New York City Police Pension Fund: Mayor Michael Bloomberg; New York City Finance Commissioner Martha E. Stark; New York City Police Commissioner Raymond Kelly (Chair); Patrick Lynch, Patrolmen’s Benevolent Association; Michael Palladino, Detectives Endowment Association; Edward D. Mullins, Sergeants Benevolent Association; Thomas Drogan, Lieutenants Benevolent Association; and, Roy T. Richter, Captains Endowment Association.

New York City Employees’ Retirement System: New York City Finance Commissioner Martha E. Stark (Chair); New York City Public Advocate Betsy Gotbaum; Borough Presidents Scott Stringer (Manhattan), Helen Marshall (Queens), Marty Markowitz (Brooklyn), Adolfo Carrion (Bronx), and James Molinaro (Staten Island); Lillian Roberts, Executive Director, District Council 37, AFSCME; Roger Toussaint, President Transport Workers Union Local 100; and, Gregory Floyd, President, International Brotherhood of Teamsters, Local 237.
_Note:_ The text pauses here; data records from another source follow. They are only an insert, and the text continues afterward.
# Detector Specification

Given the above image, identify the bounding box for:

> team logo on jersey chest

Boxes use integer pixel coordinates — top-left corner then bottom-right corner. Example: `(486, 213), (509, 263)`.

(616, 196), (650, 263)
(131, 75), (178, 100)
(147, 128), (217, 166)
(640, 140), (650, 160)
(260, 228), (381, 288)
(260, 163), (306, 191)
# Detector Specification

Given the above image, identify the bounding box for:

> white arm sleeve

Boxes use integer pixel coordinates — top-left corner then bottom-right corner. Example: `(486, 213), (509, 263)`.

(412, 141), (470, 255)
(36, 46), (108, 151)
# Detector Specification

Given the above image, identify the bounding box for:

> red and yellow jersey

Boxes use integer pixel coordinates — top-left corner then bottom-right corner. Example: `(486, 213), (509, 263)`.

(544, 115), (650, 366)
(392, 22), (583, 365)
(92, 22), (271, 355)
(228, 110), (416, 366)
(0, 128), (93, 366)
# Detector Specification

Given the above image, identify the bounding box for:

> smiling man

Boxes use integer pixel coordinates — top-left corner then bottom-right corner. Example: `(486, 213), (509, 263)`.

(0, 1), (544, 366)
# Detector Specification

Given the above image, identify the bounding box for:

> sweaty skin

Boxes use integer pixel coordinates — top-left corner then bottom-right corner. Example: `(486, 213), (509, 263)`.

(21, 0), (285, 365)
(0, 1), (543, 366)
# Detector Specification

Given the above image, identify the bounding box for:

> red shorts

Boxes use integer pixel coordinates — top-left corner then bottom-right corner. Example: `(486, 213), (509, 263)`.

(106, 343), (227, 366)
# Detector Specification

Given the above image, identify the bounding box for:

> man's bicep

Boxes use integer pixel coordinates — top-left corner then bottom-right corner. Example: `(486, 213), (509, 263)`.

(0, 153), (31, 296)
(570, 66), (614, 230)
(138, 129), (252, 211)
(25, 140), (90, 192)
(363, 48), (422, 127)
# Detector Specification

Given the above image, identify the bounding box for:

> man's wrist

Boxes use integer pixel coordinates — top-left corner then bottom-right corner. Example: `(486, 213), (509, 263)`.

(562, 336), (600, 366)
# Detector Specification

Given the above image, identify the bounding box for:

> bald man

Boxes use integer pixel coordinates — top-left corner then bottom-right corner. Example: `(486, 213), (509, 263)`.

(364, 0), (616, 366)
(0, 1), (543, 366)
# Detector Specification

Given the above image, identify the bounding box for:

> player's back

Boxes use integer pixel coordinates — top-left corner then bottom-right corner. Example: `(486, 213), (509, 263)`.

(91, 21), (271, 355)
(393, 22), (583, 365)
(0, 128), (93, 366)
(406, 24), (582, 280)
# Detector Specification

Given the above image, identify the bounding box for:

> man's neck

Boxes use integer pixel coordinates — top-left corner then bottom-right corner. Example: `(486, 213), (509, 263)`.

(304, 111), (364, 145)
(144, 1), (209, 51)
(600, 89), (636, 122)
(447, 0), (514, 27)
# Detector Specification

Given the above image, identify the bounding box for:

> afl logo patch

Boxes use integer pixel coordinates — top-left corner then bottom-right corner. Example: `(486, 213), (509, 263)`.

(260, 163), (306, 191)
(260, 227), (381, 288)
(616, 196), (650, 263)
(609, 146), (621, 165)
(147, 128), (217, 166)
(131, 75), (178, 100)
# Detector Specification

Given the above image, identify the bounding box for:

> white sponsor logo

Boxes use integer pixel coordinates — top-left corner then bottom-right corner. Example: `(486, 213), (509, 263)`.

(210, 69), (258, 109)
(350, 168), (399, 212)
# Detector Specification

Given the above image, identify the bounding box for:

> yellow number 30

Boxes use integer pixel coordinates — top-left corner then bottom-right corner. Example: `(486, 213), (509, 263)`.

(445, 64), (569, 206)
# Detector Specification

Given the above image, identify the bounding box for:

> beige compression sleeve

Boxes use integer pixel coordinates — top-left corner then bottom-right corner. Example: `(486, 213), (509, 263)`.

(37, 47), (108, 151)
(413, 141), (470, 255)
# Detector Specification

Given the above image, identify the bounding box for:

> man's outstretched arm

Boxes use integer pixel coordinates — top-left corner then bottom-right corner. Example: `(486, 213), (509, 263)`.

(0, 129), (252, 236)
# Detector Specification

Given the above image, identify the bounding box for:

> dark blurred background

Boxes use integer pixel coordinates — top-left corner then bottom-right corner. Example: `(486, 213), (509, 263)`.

Teachers’ Retirement System: New York City Finance Commissioner Martha E. Stark (Chair); Deputy Chancellor Kathleen Grimm, New York City Department of Education; and, Sandra March, Melvyn Aaronson and Mona Romain, all of the United Federation of Teachers.

Board of Education Retirement System: mayoral appointees Schools Chancellor Joel Klein, Alan Aviles, Philip Berry, David Chang, Tino Hernandez, Edison O. Jackson, Richard Menschel and Marita Regan; Luis Peguero (Bronx), Patrick Sullivan (Manhattan), Wendy Gilgeous (Brooklyn), and Joan Correale (Staten Island); and employee members Joseph D’Amico of the IUOE Local 891 member and Milagros Rodriguez of District Council 37, Local 372.


William C. Thompson, Jr. is New York City’s 42nd Comptroller.  Sworn into office on January 1st, 2002, he was resoundingly reelected to serve a second term that began on January 1st, 2006.

In this role, Thompson serves as the Chief Financial Officer of the City of New York. In addition to his firm commitment to safeguarding the City's finances, Thompson has sought to expand the reach of the Comptroller's Office and find new solutions to old problems.